Epithelial-Mesenchymal Transition and Metastasis under the Control of Transforming Growth Factor β

Abstract

Metastasis of tumor cells from primary sites of malignancy to neighboring stromal tissue or distant localities entails in several instances, but not in every case, the epithelial-mesenchymal transition (EMT). EMT weakens the strong adhesion forces between differentiated epithelial cells so that carcinoma cells can achieve solitary or collective motility, which makes the EMT an intuitive mechanism for the initiation of tumor metastasis. EMT initiates after primary oncogenic events lead to secondary secretion of cytokines. The interaction between tumor-secreted cytokines and oncogenic stimuli facilitates EMT progression. A classic case of this mechanism is the cooperation between oncogenic Ras and the transforming growth factor β (TGFβ). The power of TGFβ to mediate EMT during metastasis depends on versatile signaling crosstalk and on the regulation of successive waves of expression of many other cytokines and the progressive remodeling of the extracellular matrix that facilitates motility through basement membranes. Since metastasis involves many organs in the body, whereas EMT affects carcinoma cell differentiation locally, it has frequently been debated whether EMT truly contributes to metastasis. Despite controversies, studies of circulating tumor cells, studies of acquired chemoresistance by metastatic cells, and several (but not all) metastatic animal models, support a link between EMT and metastasis, with TGFβ, often being a common denominator in this link. This article aims at discussing mechanistic cases where TGFβ signaling and EMT facilitate tumor cell dissemination.

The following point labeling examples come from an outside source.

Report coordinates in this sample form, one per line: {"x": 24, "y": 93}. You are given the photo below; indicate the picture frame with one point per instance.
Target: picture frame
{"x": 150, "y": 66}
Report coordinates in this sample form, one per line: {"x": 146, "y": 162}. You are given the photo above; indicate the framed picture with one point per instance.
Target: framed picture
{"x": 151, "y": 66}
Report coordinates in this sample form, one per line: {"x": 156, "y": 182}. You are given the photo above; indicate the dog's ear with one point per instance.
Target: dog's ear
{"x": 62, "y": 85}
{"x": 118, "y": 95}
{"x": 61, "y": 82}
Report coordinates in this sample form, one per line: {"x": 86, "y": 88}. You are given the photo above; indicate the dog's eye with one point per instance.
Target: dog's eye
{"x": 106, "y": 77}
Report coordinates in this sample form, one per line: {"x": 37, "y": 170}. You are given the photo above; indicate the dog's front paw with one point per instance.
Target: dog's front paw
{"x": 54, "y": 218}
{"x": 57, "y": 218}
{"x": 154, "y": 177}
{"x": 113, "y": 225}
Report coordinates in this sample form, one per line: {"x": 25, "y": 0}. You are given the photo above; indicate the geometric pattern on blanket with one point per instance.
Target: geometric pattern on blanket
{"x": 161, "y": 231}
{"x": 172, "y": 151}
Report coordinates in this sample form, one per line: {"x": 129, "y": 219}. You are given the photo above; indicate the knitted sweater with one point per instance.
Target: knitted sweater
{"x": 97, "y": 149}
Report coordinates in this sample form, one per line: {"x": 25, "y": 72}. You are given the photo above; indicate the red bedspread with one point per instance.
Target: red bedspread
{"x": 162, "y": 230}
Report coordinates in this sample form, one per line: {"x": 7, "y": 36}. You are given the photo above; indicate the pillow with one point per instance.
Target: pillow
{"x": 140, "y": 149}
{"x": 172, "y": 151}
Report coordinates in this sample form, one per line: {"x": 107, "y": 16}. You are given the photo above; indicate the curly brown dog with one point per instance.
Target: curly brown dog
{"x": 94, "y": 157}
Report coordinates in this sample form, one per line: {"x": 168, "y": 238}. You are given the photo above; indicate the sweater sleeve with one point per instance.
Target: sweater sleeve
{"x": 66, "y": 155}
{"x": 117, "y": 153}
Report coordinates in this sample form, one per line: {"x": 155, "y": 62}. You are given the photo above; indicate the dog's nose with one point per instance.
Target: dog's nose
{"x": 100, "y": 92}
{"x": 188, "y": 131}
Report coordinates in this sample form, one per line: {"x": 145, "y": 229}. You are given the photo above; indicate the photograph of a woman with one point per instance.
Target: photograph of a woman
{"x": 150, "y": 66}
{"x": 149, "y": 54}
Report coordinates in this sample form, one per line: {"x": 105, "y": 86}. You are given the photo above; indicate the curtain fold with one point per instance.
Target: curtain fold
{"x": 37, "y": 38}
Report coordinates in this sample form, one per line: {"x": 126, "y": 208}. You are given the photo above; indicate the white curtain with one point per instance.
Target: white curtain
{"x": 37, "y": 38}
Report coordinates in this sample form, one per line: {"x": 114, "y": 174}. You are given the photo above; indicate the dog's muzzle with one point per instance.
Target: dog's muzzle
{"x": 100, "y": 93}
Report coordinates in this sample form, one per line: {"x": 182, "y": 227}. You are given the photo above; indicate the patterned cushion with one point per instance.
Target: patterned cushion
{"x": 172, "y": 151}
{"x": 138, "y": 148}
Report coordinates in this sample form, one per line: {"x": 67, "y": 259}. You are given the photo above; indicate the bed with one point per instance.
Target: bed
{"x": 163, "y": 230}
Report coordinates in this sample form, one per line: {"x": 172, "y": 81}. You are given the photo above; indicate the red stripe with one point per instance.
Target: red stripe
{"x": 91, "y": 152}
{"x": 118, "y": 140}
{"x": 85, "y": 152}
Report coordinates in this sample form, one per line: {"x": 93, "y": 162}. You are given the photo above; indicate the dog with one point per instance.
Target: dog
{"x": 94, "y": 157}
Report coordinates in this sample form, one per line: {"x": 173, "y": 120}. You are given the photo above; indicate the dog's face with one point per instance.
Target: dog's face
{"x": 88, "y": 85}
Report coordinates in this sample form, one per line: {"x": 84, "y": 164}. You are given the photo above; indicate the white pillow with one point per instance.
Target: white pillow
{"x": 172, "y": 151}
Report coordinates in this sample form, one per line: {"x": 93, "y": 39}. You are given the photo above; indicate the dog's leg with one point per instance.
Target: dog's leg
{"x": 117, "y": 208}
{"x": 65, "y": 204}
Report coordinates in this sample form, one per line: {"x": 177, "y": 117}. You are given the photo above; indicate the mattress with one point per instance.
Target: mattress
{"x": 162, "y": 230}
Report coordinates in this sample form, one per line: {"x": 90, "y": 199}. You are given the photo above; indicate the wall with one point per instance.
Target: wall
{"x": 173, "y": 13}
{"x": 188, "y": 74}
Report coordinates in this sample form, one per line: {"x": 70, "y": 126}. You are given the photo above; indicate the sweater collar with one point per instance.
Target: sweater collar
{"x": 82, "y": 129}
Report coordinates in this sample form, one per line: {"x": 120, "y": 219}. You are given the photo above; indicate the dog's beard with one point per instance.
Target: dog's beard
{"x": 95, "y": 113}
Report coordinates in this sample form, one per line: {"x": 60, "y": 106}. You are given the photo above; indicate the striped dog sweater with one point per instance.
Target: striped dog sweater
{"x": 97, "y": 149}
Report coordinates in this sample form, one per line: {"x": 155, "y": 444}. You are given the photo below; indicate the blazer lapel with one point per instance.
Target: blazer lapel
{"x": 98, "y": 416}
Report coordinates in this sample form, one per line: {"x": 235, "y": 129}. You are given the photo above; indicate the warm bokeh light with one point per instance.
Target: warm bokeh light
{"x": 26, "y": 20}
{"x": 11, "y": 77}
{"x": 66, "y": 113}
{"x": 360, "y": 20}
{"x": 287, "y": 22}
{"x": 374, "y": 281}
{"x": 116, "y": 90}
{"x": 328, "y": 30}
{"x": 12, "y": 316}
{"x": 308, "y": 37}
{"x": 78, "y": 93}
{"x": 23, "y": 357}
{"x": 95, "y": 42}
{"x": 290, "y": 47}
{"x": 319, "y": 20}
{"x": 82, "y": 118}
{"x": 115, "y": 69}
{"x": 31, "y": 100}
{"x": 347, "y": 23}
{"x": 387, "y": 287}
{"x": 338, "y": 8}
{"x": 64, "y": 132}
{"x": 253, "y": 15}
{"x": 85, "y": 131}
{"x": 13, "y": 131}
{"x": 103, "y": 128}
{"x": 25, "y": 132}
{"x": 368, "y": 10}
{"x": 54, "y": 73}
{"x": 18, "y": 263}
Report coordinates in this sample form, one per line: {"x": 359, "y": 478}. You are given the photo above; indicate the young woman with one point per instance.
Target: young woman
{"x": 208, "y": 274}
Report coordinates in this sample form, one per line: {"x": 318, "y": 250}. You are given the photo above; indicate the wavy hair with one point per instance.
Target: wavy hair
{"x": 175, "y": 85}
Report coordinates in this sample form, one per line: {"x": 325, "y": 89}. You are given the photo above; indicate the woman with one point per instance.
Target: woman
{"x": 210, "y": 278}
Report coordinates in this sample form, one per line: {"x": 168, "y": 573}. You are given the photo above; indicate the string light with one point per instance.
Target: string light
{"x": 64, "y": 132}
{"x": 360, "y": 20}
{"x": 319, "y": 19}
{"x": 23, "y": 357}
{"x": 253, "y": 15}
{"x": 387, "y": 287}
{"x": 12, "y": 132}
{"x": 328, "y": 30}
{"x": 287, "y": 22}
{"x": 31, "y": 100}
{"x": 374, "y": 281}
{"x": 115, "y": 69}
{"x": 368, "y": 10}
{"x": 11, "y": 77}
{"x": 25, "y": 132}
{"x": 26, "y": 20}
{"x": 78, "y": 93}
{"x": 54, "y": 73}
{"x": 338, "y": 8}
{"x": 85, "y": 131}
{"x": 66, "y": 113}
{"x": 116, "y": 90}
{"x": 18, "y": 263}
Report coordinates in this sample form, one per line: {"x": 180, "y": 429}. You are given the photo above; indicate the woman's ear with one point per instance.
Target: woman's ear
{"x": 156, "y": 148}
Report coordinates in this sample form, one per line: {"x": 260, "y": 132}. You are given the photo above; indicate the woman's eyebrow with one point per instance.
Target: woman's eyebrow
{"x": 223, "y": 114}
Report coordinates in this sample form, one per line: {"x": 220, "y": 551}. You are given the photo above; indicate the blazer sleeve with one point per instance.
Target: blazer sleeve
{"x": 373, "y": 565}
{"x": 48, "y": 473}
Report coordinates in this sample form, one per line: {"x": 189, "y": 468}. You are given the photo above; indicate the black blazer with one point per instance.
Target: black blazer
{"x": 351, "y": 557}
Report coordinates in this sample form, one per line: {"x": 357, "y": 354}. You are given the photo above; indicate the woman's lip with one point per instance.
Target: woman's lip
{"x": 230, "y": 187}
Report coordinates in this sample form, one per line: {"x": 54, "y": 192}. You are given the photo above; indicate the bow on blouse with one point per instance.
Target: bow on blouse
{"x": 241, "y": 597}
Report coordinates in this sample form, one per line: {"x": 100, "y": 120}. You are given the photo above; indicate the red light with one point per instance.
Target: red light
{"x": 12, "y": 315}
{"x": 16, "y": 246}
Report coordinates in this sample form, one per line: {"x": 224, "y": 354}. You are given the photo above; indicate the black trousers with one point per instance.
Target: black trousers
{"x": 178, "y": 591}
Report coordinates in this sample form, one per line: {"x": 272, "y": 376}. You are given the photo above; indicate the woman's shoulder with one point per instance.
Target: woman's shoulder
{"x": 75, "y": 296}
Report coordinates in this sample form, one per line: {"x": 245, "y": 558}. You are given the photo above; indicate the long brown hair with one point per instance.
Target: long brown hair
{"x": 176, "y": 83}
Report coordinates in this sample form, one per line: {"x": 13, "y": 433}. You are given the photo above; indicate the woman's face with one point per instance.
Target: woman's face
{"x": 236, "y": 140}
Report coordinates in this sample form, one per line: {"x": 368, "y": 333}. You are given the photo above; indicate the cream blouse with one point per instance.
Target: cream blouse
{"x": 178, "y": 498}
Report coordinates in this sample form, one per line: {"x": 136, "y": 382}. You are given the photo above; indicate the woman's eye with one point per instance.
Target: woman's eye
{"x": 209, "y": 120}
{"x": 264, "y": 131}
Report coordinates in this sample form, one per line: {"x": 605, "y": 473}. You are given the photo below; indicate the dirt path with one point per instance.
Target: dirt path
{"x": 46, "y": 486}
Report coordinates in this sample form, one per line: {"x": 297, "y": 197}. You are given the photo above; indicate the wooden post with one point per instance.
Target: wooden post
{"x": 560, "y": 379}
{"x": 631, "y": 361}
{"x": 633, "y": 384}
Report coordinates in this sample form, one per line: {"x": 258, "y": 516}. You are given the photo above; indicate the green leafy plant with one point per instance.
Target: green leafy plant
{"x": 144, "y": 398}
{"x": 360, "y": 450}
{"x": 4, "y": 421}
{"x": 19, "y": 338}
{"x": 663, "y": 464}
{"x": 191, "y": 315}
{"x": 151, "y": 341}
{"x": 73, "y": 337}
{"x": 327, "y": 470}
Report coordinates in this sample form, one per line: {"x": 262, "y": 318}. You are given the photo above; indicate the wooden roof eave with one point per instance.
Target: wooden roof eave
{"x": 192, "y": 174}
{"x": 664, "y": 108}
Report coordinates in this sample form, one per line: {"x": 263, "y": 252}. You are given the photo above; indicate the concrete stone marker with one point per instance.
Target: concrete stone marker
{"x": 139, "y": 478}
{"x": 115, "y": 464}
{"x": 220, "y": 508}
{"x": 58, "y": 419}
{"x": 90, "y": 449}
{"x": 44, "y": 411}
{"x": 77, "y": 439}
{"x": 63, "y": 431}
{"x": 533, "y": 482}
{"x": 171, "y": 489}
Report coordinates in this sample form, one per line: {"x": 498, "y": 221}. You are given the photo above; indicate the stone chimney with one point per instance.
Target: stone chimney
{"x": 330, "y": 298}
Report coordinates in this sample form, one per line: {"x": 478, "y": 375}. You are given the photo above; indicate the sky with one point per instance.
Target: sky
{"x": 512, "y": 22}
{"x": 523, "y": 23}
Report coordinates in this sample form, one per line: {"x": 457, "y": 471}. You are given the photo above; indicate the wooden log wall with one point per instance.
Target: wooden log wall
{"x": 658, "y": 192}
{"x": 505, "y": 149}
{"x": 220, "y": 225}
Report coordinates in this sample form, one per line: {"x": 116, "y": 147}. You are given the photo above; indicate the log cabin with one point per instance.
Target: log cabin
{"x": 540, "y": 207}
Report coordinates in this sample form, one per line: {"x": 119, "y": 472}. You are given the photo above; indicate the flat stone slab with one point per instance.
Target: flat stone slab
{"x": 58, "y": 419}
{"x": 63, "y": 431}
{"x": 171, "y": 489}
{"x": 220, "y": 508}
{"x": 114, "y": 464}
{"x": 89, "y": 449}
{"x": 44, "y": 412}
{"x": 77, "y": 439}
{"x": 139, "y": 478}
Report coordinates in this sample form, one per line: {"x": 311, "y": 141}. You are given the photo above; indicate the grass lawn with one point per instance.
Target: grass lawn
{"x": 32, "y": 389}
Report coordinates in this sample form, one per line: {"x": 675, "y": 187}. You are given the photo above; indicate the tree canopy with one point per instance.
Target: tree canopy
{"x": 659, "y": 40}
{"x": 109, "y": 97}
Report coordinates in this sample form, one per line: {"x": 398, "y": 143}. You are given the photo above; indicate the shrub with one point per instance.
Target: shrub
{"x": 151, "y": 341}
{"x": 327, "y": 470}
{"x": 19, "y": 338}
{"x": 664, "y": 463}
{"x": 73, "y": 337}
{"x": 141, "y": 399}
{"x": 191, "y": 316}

Keywords: epithelial-mesenchymal transition; micro-RNA; non-coding RNA; signal transduction; transcription factor; transforming growth factor β; tumor invasiveness.

Figure 1

The trajectory of differentiation change is pictorially graphed with epithelial cells on the left, hybrid E/M cells in the middle, and mesenchymal cells on the right hand of the arrow. The EMT and MET are also depicted as gradients of molecular and phenotypic change at the top of the figure and inside the main trajectory. Specific molecular and cellular attributes of epithelial and mesenchymal cells are listed on top of the relevant cell types. Important cell surface antigens are also drawn on the plasma membrane of each cell in a different color, in order to mark the molecular progression from an epithelial to a mesenchymal phenotype and the intermediate stages. At the bottom, the photomicrograph shows a mixed population of epithelial (red) and mesenchymal (dark grey) Py2T mouse breast cancer cells that have undergone EMT followed by MET. An additional cell model depicts a possible hybrid E/M cell that expresses EpCAM, CD61, and N-cadherin (N-Cad) as revealed in certain studies of circulating tumor cells. The features of EMT that are relevant to cancer are listed on the right.

Figure 2

Basic TGFβ signaling diagram along with a program of TGFβ-regulated genes that contribute to the EMT. Left side, the extracellular dimeric TGFβ ligand is shown to bind to its plasma membrane receptors, the type II and type I receptors (each drawn as a dimer), causing trans-phosphorylation (circled P) of the type I receptor by the type II receptor. The type II receptor phosphorylates the polarity protein Par6, which recruits the ubiquitin ligase Smurf1 and regulates RhoA-dependent actin assembly and tight junction disassembly. The type I receptor also recruits the ubiquitin ligases TRAF4 and TRAF6, which activate the MAP-kinase pathway by ubiquitination, leading to the transcription factor phosphorylation. The type I receptor kinase also phosphorylates R-Smads, which form complexes with the Co-Smad, Smad4. In the nucleus, Smad complexes and cooperating transcription factors bound to various genes, along with co-repressors (co-activators) either repress the expression of epithelial genes or induce the expression of mesenchymal genes. Right side, a summary of the TGFβ-regulated EMT program divided into seven subprograms, each enlisting only a small representative example of genes that are involved in the EMT and cell motility. Signaling flow is indicated by black arrows (positive flow) and red T-bars (negative regulation); on the gene transcriptional start site, a red T-bar indicates negative regulation and a blue arrow indicates positive regulation of transcription.

Figure 3

The non-coding RNAs regulate the EMT. Epithelial (left) and mesenchymal (right) genes are listed, the latter being transcriptionally induced by TGFβ signaling (thick arrow). Thin T-bars indicate the negative regulation of EMT-TFs by miRNAs and inversely, the negative regulation of miRNA expression by the EMT-TFs or lncRNAs. Negative transcriptional regulation is shown with blue T-bars, whereas negative regulation of mRNA translation and stability by miRNAs is shown with red T-bars.